The Sacred Beasts

Home > Other > The Sacred Beasts > Page 29
The Sacred Beasts Page 29

by Bev Jafek


  “There really are endless layers of hidden significance to the goings-on in your wonderful house,” Ruth said.

  “It’s our house, and theirs. I think everyone realized last night that they’ve empowered themselves exclusive of the house. No one said it but their faces showed it.”

  “You continually surprise me. I thought that last night was the peak; but no, now it’s tomorrow night.”

  “We’ll never know what those spirits of passion and play are capable of. I sense another peak coming. I can feel it.”

  What on earth! Ruth thought. Maybe I should try to get her out of there for a while. She is very sensitive. “After Gay Pride Day, we should return to Cadaqués and work,” she said, “then perhaps visit those artworks you described, particularly the caves in the south and Madrid for the ‘Lady of Elche.’ Is there other art in Spain that is relevant to your book? Do portrayals of saints and the Virgin Mary show more evidence of your theory?”

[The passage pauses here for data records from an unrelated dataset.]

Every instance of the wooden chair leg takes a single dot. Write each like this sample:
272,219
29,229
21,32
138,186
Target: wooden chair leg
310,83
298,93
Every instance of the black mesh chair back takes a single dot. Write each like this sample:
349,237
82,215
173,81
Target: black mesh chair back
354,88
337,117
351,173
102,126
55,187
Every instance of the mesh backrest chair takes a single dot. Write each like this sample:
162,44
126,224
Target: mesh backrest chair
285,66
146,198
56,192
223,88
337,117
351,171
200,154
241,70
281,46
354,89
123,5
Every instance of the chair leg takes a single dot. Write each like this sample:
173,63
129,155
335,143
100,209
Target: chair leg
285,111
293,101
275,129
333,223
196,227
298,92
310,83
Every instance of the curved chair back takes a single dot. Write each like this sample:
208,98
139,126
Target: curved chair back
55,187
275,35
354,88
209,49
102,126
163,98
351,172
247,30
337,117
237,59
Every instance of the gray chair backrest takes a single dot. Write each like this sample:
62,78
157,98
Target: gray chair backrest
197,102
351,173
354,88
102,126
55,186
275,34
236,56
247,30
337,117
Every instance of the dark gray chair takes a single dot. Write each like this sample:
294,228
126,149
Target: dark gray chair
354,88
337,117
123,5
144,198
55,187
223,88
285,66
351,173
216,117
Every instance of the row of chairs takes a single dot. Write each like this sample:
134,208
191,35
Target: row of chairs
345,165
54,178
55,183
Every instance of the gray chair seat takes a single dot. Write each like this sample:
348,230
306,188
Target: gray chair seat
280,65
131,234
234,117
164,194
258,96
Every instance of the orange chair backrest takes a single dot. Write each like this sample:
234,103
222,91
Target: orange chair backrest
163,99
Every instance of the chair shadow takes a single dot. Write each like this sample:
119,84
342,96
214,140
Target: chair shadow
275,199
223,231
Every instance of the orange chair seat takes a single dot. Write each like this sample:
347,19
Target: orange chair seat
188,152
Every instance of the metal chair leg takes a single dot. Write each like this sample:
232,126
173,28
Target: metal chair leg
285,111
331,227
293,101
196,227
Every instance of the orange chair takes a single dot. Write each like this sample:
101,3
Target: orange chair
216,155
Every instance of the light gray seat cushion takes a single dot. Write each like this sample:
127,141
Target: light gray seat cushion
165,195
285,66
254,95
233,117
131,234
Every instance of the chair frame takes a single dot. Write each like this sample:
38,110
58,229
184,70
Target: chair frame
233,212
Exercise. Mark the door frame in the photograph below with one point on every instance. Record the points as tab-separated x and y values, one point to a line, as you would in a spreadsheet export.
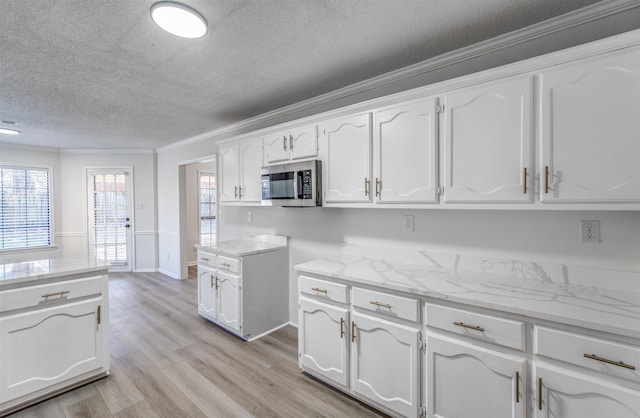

  “There’s a big collection of paintings and sculptures of the Virgin Mary right in Barcelona at the Art Museum of Catalonia. I don’t think they’d interest you, though. They are very static and iconic, like most medieval art, and Mary and the Christ child always have identical expressions on their faces; though that does vary a lot, depending on what part of Spain they’re from. The virgins with child from Palencia have closed eyes and perfect symmetry in a Buddha-like serenity whereas the two from the Pyrenees have the wide-eyed stare of astonishment or horror. The symmetry is broken and Mary holds the child protectively since he is frightened. Now, the virgin and child from Navarre are full of contentment, lively interest and engagement whereas the two from Lerida are bemused and sophisticated. Mary even offers an apple as though she were Eve in jest. Then, the two from Avila are merely wide-eyed and curious whereas the two from Cerdaña are the only ones I would describe as looking fully human and humane.”

  Ruth laughed. “You’re absolutely right! I don’t want to see them, though I treasure your description. It has all the bizarre humor and surprise of the real world. I may never need to see another virgin and child.”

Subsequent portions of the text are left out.